You've been scanning real estate listings, looking at vacant lots and plots of land, and you are very tempted. The prices are so nice compared to parcels with homes on them, and you like the idea of a clean slate.
But wait. Before you dive in and find yourself in a mess, consider these five questions. They should help get you thinking about what you need to know before you buy a lot in any state.
5 Questions to Consider
How is the land zoned? When you buy a home in a residential neighborhood, taking over from the last owner, you can be pretty sure (although you should still check) that the plot is zoned for dwelling. But when you buy a bare plot, there are quite a lot of legal issues to consider, first and foremost zoning. Similarly, if you are going to start a business on a vacant lot, make sure commercial use is authorized. If you wish to live there too, check that the land is zoned for mixed use.
What will it cost to get utilities? Your lot's got nothing -- no plumbing or running water. How much money and time will you need to arrange for utilities and services? Look into the service prices in the area where you want to buy, as well as the process for connecting your property.
What kind of permits will be required to build? What restrictions exist? You are sure you can get cable now, but less certain you can build the structure you want. Speak to local authorities about permits for building and easements or restrictions on the land. Most contractors will be able to pull permits for you when they are working on a project. But be informed beforehand. Don't wait until after you buy your acreage to learn what's involved in constructing or that a neighbor has some kind of an arrangement that involves your prospective property.
Are there alternatives? You may find that a compromise is ideal. Perhaps you buy a plot with some decrepit shacks on it but all the basics covered, like the aforementioned zoning and utility issues. At that point, you reduce the expense and anxiety associated with a vacant parcel and start building your dream home around existing hookups.

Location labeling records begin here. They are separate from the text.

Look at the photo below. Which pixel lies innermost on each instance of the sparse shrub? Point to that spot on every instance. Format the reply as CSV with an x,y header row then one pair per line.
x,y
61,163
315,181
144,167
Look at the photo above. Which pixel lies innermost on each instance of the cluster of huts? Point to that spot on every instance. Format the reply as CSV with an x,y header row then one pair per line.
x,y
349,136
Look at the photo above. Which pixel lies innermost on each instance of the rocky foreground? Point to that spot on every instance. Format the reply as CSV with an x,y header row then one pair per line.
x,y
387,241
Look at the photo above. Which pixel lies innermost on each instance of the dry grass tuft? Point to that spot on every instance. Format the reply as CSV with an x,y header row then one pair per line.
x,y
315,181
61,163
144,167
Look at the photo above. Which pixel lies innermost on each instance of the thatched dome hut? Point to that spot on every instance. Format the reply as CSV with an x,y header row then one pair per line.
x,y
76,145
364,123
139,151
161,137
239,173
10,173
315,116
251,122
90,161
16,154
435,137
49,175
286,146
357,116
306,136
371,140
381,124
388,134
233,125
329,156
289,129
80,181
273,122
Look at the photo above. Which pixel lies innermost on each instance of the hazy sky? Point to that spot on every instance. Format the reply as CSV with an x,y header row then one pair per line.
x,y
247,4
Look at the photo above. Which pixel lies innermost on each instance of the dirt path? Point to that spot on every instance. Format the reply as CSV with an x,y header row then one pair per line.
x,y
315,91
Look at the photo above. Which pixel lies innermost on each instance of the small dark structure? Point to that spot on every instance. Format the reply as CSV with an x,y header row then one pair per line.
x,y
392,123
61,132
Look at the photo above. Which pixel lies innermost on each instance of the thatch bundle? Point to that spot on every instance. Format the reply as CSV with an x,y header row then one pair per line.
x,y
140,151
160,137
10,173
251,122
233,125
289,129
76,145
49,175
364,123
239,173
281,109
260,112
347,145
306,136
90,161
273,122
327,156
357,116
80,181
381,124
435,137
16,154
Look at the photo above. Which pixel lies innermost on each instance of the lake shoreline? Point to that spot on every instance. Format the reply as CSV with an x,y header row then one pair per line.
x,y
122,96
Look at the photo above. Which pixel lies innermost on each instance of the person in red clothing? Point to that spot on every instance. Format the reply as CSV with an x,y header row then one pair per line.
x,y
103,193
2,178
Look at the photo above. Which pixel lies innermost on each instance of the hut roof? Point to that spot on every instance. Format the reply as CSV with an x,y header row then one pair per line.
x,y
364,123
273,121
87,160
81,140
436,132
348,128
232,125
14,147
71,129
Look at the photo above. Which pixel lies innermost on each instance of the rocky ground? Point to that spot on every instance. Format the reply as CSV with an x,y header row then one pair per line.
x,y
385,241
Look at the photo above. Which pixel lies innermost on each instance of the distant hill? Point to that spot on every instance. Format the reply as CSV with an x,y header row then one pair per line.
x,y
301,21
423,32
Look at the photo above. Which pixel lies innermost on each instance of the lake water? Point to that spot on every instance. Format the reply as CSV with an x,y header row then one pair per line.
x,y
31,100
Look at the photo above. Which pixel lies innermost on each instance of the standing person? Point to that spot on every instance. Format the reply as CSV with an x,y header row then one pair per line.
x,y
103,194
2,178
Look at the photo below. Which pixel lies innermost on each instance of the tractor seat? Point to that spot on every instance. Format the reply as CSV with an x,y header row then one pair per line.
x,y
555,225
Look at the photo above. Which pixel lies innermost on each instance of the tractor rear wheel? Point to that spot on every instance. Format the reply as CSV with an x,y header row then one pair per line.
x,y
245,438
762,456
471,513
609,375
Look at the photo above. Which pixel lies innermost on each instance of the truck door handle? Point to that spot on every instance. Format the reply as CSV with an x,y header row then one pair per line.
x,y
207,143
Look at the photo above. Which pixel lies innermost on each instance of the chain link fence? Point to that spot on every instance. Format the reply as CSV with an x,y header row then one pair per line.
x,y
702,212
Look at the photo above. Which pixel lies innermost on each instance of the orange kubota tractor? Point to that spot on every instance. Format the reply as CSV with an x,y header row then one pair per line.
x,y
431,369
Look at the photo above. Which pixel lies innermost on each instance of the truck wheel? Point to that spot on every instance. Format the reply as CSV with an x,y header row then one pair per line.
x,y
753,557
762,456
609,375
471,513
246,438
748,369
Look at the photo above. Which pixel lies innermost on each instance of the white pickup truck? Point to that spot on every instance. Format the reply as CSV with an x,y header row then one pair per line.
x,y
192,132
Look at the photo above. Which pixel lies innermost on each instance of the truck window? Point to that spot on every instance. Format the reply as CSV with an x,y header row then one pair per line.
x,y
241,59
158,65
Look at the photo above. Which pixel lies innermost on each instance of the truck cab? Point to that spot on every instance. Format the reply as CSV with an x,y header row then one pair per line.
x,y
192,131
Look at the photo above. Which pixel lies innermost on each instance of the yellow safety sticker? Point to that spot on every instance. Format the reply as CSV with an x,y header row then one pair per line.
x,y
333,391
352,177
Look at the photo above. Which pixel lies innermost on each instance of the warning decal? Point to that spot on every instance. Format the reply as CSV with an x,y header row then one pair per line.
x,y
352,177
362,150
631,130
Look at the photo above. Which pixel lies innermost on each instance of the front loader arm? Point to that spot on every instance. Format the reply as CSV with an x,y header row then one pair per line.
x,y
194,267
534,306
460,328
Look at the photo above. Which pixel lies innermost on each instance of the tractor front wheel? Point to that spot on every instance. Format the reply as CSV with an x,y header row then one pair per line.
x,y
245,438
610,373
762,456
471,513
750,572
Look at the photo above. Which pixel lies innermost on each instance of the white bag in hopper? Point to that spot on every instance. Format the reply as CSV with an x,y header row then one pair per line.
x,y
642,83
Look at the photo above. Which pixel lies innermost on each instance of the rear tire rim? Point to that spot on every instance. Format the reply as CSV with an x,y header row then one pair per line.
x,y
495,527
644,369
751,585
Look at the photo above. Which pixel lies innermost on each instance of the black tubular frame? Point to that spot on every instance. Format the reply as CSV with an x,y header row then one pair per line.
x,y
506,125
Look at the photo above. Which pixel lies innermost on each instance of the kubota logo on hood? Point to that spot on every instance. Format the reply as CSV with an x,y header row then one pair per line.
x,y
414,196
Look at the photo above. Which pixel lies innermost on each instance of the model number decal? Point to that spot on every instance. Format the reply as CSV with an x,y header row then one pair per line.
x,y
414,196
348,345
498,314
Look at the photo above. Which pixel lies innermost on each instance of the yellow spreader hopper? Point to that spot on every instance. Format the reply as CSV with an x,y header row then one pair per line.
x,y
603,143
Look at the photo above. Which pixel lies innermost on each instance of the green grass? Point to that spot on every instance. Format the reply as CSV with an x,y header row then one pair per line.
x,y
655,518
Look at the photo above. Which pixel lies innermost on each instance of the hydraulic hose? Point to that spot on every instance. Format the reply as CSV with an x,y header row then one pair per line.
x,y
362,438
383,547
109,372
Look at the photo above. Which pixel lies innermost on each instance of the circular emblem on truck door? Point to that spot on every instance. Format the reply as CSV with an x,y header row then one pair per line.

Will you face financing issues? Banks are likely to be less eager to finance the purchase of a bare plot than a developed property. If you need to borrow most of the money for your purchase and can't move into the new place for a while, for example, that makes your mortgage less attractive than the more standard arrangement. But don't despair, and do revisit option 4, above, for potential alternatives or a middle path.
Consult With Counsel
You absolutely should talk to a local lawyer before investing in a plot. A real estate attorney will be able to advise you on applicable issues in your area and guide you to a decision that will work. Get help.